Final evaluation for the SIMMC DSTC9 track will be on the test-std split, different from the devtest split. Each test instance in test-std contains only K number of rounds (not necessarily the entire dialog), where we release the user utterances from 1 to K rounds, and system utterances from 1 to K-1 utterances. Please refer to this table that lists the set of allowed inputs for each subtask.

For subtask 1, evaluation is on the assistant action (API call) for Kth round. For subtask 2, evaluation is on the assistant utterance generation for Kth round. For subtask 3, evaluation is on dialog state prediction based on user utterances from 1 through K.

For subtasks 1 and 2 there are 1.2K predictions (1 per dialogue). For subtask 3 there are mean(K) * number of dialogues predictions.

We provide:

  • devtest, in the test-std format: to give participants an early heads-up on how the test-std dataset will look like, we re-formatted the already-released devtest set in the format of the test-std file. Please ensure that your script and model are compatible and can run on fashion_devtest_dials_teststd_format_public.json and furniture_devtest_dials_teststd_format_public.json. Please note that the Evaluation Phase 1 is on the entire devtest set.

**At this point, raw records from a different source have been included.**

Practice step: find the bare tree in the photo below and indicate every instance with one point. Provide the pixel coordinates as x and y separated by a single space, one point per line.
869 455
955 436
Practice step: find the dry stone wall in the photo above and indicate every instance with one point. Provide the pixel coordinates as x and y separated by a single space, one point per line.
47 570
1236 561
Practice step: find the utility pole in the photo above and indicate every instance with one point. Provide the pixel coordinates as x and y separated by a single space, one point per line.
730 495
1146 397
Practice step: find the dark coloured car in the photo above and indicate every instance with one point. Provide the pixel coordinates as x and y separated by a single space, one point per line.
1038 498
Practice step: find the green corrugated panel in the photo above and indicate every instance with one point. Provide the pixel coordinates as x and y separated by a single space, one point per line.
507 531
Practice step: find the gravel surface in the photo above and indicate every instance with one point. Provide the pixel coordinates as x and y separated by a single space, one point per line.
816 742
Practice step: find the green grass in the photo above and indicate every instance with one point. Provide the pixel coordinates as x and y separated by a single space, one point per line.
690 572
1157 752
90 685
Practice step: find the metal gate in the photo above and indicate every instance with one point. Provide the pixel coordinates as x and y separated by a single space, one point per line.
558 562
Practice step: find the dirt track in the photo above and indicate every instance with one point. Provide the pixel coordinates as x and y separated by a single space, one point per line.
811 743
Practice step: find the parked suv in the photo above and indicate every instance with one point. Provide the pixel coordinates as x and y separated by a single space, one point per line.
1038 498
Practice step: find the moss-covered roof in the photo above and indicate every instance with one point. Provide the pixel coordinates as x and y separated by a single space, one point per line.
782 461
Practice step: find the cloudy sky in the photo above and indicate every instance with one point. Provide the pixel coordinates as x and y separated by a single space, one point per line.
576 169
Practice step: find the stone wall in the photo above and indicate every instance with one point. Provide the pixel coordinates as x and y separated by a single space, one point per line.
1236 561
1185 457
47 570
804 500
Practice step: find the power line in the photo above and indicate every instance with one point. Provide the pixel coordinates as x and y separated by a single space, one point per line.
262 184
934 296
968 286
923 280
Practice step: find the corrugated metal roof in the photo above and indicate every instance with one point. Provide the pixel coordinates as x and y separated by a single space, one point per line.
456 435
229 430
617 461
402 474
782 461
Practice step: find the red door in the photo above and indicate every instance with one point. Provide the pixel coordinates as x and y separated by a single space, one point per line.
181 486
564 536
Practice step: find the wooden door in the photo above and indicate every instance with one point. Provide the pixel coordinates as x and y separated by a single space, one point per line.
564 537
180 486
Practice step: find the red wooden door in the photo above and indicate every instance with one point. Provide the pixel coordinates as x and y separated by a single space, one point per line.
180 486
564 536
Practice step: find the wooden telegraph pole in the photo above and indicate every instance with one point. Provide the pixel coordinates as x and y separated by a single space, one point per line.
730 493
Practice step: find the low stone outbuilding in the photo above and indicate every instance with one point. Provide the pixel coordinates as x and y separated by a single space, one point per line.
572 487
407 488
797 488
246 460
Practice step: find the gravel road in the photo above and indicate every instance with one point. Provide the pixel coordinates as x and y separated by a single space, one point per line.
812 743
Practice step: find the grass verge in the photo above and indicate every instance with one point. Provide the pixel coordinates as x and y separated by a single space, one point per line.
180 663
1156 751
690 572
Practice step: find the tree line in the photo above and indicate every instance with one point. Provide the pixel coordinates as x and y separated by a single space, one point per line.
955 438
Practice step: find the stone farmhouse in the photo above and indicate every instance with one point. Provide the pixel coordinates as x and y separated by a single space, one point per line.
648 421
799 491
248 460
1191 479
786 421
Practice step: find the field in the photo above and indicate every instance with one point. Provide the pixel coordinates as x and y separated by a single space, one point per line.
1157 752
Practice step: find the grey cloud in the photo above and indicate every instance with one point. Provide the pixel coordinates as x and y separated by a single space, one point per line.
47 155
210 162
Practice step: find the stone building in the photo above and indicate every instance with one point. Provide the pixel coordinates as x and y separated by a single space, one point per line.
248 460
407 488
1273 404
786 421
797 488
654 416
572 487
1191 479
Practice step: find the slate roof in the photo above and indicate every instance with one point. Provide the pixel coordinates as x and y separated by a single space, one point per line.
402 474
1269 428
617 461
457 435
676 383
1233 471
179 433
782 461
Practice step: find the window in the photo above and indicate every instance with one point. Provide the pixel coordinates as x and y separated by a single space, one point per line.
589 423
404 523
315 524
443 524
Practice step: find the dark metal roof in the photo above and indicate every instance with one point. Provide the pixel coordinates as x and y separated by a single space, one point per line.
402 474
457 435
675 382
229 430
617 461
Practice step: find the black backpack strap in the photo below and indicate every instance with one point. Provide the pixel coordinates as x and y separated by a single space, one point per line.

  • test-std: In the main data folder, we release the test-std dataset for Evalaution Phase 2: Please check out ./data/simmc_{domain}/{domain}_teststd_dials{_|_api_calls_|_retrieval_candidates_}public.json, and report the prediction results on those following the instructions below.

Evaluation Criteria

Subtask Evaluation Metric Priority List
Subtask 1 (Multimodal Assistant API Prediction) On assistant action (API call) for Kth round Action Accuracy, Attribute Accuracy, Action Perplexity
Subtask 2 (Multimodal Assistant Response Generation) On assistant utterance generation for Kth round * Generative category: BLEU-4
* Retrieval category: MRR, R@1, R@5, R@10, Mean Rank
Subtask 3 (Multimodal Dialog State Tracking) On dialog state based on user utterances from 1 through K Slot F1, Intent F1

Separate winners will be announced for each subtask based on the respective performance, with the exception of subtask 2 (response generation) that will have two winners based on two categories -- generative metrics and retrieval metrics.

Rules to select the winner for each subtask (and categories) are given below:

  • For each subtask, we enforce a priority over the respective metrics (shown above) to highlight the model behavior desired by this challenge

  • The entry with the most favorable (higher or lower) performance on the metric will be labelled as a winner candidate. Further, all other entries within one standard error of this candidate’s performance will also be considered as candidates. If there are more than one candidate according to the metric, we will move to the next metric in the priority list and repeat this process until we have a single winner candidate, which would be declared as the "subtask winner".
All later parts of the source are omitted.